У меня есть два сертификата, один - EV-UCC-Certificate с 10 поддоменами. субдомены из двух разных доменов, например:
shop.abcdomain.com
www.xzydomain.com
У меня также есть подстановочный сертификат для одного из этих доменов *.abcdomain.com
оба домена работают на одном сервере IIS с одним и тем же IP-адресом.
Когда я назначаю подстановочный сертификат некоторым своим сайтам, все работает нормально, но когда я затем хочу назначить сертификат EV-UCC другому сайту, который находится в той же коллекции «сайтов» в IIS, я получаю следующую ошибку
По крайней мере, еще один сайт использует ту же привязку HTTPS, и привязка настроена с другим сертификатом.
Меня это немного смущает. Почему я не могу назначить два разных сертификата одному и тому же IIS? Может быть только один SSL-сертификат на IIS? Если да, есть ли обходной путь, чтобы заставить IIS думать, что он может иметь два сертификата SSL?
Я использую IIS 7.5 на Windows Server 2008 R2
Обычно только один сертификат SSL может быть назначен одной и той же комбинации IP / Port. Это связано с тем, что заголовок хоста зашифрован, и уровень HTTP не может угадать, какой хост запрошен и какой сертификат должен быть представлен клиенту.
Если да, есть ли способ заставить IIS думать, что он может иметь два сертификата SSL?

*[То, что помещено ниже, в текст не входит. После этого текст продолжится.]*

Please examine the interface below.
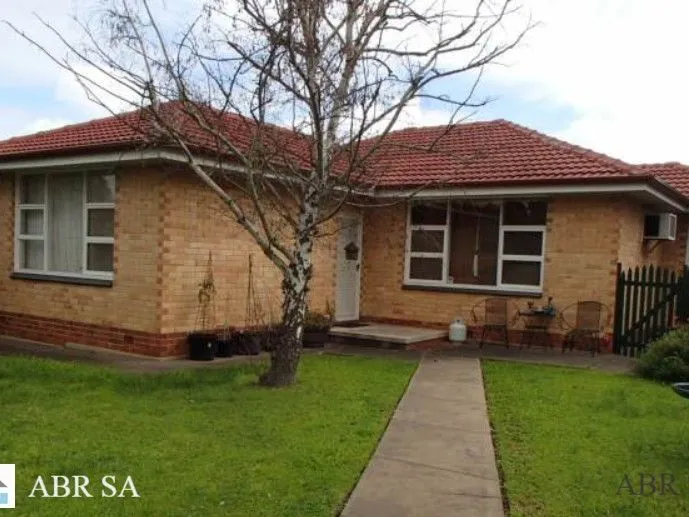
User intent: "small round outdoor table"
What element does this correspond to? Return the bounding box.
[519,309,555,348]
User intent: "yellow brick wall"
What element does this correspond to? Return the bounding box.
[161,173,336,333]
[0,169,163,332]
[361,196,686,325]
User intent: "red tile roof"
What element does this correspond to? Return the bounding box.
[0,103,689,202]
[0,103,310,167]
[637,162,689,197]
[354,120,635,187]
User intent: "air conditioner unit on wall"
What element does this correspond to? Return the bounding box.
[644,214,677,241]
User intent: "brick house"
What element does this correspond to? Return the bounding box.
[0,110,689,356]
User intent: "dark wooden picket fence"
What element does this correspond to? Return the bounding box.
[613,264,689,357]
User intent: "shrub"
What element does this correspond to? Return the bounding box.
[636,327,689,382]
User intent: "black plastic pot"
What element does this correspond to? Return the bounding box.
[215,338,234,357]
[187,332,218,361]
[301,328,330,348]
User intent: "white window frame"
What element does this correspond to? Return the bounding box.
[14,170,117,280]
[404,199,546,294]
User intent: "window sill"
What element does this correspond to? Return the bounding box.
[402,284,543,298]
[10,272,112,287]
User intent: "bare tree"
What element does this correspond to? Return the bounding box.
[8,0,530,386]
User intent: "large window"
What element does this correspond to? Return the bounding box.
[15,172,115,278]
[405,201,547,291]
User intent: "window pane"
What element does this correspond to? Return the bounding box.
[88,208,115,237]
[19,241,43,270]
[88,244,113,271]
[503,201,548,225]
[411,230,445,253]
[19,174,45,205]
[19,210,43,235]
[411,201,447,225]
[86,174,115,203]
[409,257,443,280]
[48,174,84,273]
[502,260,541,286]
[502,232,543,256]
[449,202,500,285]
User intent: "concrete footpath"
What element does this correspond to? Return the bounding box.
[341,357,504,517]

Нет, в Windows Server 2008 R2 нет обходных путей. Однако, начиная с Windows Server 2012 (IIS8), есть способ привязать несколько сертификатов к одной и той же комбинации IP / Port с помощью Индикация имени сервера (SNI) Расширение TLS. В отличие от оригинального SSL / TLS, SNI использует незашифрованный заголовок хоста. Версии IIS до IIS8 не поддерживают незашифрованные заголовки. больше чтения: http://blogs.msdn.com/b/kaushal/archive/2012/09/04/server-name-indication-sni-in-iis-8-windows-server-2012.aspx
Кроме того, вы можете привязать свои службы к разным TCP-портам и назначить сертификаты каждому порту.